Locales themselves, much like the interface, are standard with the odd building or two dotted almost at random amid spacious surroundings that scream in desperation for more to be happening. Said locales too being the source of the more minor frustrations such as the restrictive, two-axis controls (with no means of moving diagonally or freely outside of a helpful sprint button) and slightly-delayed input, meaning you’ll more than likely clamber needlessly for position just to do something as basic as opening a door or newly-discovered treasure chest.
The Longest Five Minutes isn’t without its momentary charm or the genuine desire to complete as many of the optional objectives so as to have a better chance at fighting the final boss once all memories of the main character have been restored. Where each chapter/memory is set with a particular number of small quests to complete, fulfilling these will net you with additional “reexperience” points and at the very least encourages players to do a bit of secondary exploring rather than heading directly to the clearly-marked dungeon or story-dictated location. And at the very least, for all its mediocre showings in the gameplay — and how ridiculously easy it is to mow down enemies in seconds — The Longest Five Minutes‘ soundtrack is perhaps its strongest point, featuring an endearing score of mostly piano melodies that play well into the scenarios that unfold and the emotions underpinning them. Particularly during a quest in a casino-themed town whereupon the usual piano is replaced with near-bombastic brass instrumentation and admittedly, moments like this do bring a considerable and much-needed sense of personality to a game sorely lacking in it.

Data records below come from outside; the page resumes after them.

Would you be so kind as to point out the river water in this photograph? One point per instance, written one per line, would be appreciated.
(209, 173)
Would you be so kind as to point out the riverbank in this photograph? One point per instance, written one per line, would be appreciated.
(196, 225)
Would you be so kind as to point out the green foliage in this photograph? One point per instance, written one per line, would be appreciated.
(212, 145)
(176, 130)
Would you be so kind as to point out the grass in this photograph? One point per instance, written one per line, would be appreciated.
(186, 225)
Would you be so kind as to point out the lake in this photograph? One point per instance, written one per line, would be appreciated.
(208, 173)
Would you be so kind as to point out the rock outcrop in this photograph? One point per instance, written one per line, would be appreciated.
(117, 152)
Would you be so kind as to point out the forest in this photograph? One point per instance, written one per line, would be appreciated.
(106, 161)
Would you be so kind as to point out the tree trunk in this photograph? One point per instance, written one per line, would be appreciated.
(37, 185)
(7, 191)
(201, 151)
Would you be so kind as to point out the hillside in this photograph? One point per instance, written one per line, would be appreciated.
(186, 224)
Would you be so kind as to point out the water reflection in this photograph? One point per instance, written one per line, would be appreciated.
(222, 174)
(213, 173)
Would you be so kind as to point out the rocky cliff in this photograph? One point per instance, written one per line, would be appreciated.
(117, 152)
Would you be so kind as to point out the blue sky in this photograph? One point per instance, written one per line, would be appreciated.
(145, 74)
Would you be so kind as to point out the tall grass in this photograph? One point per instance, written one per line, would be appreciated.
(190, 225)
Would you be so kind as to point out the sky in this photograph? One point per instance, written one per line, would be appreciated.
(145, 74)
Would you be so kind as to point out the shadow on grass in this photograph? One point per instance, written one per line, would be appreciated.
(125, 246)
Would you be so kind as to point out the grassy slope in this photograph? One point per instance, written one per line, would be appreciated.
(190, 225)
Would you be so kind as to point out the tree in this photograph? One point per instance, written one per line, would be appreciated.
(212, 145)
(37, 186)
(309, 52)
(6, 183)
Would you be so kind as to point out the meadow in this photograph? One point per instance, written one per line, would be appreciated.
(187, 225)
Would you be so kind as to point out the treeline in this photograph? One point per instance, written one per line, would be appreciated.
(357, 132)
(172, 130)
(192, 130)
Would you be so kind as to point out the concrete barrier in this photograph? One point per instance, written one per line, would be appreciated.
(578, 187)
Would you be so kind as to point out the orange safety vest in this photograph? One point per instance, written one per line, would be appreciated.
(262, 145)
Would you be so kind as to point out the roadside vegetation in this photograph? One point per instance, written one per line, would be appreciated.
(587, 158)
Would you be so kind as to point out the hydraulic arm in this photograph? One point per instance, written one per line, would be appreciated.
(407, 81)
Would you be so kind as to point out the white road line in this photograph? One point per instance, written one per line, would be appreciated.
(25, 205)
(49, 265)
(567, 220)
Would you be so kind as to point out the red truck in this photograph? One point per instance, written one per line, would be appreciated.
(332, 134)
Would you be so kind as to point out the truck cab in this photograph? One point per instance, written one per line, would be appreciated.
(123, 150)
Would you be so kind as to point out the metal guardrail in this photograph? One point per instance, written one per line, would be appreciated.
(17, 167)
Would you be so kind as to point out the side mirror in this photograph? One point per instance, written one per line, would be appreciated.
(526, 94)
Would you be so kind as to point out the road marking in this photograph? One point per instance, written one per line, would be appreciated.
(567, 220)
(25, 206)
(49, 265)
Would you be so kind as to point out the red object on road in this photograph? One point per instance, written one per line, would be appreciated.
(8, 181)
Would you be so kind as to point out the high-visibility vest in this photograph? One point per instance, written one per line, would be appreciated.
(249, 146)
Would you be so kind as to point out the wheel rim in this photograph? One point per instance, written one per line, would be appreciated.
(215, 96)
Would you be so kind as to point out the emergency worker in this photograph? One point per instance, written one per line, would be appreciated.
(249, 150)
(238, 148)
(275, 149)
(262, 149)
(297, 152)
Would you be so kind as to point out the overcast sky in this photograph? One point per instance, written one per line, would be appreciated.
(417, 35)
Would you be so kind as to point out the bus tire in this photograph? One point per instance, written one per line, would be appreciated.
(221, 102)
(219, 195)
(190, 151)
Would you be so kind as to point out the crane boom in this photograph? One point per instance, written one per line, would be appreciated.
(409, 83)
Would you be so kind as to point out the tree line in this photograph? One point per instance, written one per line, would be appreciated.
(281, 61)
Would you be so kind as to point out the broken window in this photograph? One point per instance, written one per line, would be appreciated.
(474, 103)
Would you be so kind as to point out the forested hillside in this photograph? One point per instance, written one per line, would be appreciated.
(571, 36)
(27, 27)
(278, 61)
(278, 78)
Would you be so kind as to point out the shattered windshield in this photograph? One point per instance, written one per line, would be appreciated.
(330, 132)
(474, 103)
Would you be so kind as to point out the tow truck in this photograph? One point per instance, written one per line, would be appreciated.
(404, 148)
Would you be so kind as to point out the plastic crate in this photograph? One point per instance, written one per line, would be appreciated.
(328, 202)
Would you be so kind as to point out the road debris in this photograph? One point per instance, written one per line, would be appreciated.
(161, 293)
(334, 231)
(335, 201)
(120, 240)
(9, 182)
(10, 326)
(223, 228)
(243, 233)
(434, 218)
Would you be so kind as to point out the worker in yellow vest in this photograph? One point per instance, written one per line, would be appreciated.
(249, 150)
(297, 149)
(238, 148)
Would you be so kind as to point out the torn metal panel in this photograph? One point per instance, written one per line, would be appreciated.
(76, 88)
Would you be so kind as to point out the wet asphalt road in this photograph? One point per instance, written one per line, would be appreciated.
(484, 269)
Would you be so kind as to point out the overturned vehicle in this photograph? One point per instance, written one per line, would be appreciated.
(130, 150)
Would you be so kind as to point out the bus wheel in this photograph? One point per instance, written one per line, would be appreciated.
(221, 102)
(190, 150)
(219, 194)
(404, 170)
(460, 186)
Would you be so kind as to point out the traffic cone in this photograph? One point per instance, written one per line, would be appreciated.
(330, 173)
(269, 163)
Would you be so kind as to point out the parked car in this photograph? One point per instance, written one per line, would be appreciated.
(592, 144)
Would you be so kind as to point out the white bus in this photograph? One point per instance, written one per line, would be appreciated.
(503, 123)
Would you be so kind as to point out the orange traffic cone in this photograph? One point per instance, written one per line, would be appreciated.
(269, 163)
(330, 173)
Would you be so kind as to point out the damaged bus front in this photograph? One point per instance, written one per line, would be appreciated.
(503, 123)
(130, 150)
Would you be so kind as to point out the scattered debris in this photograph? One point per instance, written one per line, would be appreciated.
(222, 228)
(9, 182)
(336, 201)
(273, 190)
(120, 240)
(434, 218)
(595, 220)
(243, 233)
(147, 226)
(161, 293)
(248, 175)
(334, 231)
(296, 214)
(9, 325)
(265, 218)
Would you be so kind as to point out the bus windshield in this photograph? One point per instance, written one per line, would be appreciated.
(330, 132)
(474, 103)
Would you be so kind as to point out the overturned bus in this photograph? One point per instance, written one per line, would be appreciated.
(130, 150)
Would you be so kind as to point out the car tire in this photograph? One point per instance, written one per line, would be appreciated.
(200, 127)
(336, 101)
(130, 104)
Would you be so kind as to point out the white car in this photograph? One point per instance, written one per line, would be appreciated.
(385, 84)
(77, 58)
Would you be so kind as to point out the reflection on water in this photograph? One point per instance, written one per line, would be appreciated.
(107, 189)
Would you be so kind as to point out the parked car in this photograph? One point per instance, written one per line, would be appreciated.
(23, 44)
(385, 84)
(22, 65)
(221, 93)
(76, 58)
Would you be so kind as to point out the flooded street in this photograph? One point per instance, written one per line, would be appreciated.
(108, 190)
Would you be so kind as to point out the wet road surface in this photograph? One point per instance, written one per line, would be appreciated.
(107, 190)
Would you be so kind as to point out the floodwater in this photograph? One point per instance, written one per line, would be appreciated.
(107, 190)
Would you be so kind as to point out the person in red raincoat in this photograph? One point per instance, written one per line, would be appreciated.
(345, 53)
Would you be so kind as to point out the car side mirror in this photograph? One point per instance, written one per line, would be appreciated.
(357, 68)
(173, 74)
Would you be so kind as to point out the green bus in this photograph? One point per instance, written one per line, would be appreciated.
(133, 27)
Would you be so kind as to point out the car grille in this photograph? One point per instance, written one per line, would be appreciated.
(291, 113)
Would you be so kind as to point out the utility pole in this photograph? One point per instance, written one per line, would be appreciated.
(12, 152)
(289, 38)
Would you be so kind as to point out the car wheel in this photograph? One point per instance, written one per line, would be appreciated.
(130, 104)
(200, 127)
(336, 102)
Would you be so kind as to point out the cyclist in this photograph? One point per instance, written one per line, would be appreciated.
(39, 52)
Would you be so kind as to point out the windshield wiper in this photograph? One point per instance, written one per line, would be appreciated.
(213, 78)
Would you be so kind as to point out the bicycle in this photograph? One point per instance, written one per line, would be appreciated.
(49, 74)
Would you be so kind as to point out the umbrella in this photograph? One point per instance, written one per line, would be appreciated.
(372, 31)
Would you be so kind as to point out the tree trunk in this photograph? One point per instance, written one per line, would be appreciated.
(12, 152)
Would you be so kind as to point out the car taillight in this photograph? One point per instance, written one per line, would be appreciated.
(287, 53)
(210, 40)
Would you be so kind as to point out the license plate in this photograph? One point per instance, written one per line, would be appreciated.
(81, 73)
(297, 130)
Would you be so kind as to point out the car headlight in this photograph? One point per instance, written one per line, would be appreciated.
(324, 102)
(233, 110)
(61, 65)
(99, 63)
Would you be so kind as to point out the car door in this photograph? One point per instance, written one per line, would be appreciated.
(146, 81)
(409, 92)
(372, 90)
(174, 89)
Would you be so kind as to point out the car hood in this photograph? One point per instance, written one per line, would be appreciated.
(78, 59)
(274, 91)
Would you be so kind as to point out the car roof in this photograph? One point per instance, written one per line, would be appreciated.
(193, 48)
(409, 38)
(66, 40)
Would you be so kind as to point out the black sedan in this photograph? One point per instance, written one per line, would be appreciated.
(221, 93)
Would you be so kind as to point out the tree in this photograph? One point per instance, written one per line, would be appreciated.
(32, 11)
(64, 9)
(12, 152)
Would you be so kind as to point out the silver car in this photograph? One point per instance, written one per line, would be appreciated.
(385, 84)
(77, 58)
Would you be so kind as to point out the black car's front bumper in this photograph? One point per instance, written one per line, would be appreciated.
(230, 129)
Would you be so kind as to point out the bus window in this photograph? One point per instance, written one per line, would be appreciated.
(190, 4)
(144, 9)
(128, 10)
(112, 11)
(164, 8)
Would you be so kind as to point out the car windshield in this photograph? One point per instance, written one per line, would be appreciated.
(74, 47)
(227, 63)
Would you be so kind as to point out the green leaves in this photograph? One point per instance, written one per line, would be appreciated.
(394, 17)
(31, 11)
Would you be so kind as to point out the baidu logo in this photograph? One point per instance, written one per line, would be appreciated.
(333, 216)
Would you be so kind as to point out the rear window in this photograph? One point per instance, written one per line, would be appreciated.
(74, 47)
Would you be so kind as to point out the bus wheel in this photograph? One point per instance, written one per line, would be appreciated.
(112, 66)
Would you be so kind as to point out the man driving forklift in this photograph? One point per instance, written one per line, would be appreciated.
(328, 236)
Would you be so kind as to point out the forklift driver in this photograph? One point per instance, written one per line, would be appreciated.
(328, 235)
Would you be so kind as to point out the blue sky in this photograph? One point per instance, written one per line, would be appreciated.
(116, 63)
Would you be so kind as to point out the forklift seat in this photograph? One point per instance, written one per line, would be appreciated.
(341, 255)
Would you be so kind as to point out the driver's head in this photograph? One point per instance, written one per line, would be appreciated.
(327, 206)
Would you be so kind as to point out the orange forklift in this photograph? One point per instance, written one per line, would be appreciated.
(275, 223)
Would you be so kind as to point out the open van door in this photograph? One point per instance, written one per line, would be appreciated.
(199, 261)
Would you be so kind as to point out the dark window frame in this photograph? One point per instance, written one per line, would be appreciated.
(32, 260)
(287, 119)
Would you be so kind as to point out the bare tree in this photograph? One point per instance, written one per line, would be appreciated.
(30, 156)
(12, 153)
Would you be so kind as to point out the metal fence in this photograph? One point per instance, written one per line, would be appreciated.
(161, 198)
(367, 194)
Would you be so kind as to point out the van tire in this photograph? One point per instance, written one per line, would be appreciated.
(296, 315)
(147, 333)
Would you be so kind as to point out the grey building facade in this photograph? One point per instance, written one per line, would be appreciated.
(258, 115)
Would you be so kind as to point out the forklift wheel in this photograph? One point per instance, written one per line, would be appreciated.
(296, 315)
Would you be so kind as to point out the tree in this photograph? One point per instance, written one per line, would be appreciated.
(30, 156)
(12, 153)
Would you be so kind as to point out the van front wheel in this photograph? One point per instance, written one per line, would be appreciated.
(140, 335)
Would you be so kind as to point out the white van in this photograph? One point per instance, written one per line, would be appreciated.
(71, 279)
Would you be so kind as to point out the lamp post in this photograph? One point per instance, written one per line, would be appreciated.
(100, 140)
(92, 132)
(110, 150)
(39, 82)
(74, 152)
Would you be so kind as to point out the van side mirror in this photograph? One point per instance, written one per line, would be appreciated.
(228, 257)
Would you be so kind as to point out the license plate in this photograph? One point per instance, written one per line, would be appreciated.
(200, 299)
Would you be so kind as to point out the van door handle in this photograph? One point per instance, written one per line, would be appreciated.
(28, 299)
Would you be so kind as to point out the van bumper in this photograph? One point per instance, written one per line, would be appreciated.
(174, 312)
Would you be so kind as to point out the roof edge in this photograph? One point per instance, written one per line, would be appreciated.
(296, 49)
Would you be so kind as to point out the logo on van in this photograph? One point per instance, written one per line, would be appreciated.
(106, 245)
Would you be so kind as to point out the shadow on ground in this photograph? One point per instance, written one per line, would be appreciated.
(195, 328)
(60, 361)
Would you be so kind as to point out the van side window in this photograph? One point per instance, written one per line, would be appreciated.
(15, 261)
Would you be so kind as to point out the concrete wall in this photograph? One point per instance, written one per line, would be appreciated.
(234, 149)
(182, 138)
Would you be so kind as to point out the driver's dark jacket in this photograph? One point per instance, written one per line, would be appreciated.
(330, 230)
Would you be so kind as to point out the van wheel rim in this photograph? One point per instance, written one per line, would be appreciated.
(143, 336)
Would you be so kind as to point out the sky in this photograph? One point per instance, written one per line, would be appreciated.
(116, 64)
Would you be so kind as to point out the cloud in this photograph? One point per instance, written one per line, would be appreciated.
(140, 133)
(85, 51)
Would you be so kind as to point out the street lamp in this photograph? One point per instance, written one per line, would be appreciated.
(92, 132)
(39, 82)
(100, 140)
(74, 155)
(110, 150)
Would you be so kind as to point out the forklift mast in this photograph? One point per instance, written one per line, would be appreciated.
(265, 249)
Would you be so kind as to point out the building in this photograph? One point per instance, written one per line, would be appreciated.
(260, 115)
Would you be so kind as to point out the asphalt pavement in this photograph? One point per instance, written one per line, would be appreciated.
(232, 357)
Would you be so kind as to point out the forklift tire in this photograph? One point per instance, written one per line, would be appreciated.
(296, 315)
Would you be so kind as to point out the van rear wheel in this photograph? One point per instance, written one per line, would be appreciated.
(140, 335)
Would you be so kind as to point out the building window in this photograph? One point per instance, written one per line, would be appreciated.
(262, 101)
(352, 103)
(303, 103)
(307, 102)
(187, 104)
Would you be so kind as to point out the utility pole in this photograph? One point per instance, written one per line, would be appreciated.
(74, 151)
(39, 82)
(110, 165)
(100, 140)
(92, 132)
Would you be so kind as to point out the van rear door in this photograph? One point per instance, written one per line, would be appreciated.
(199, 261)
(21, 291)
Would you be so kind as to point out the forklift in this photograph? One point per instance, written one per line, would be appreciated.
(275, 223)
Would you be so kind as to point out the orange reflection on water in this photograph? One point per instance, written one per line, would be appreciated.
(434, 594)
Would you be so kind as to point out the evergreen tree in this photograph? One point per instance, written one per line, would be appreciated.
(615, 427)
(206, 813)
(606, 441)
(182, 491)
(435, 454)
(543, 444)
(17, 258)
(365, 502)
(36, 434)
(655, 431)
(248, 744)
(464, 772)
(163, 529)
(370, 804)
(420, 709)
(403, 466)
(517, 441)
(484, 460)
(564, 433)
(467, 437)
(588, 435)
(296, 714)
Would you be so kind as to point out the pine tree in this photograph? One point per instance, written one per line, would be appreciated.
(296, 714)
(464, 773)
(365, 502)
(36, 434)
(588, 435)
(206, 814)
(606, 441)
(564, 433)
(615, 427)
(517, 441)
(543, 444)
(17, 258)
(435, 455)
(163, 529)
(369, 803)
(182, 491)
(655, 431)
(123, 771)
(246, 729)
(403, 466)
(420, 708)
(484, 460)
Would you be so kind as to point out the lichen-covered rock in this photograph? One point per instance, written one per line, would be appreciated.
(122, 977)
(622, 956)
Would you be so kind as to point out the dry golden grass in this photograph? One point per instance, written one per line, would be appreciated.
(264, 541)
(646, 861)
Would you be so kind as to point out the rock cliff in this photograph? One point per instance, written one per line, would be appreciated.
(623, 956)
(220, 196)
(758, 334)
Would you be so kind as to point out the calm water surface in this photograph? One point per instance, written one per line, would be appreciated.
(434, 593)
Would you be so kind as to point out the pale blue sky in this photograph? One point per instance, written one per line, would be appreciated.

Unfortunately for all the minor smiles and well-orchestrated music that accompanies one’s travels, The Longest Five Minutes feels mostly like a sterile assembly of classic JRPG’s least-appealing necessities. Its premise of losing one’s memory and the relation that has between past and present occurrences could have been an interesting twist on RPG mechanics to uncover, but it ends up being little more than a stale alternative to what is a rather unaltered series of common JRPG affairs. The Longest Five Minutes heralds some pleasantries and quirky moments of respite at points, but with a near-offensively easy combat system, brief dungeons and a lacking overworld to trudge through, competently made it may be, The Longest Five Minutes sadly ends taking up a much shorter breadth of your attention.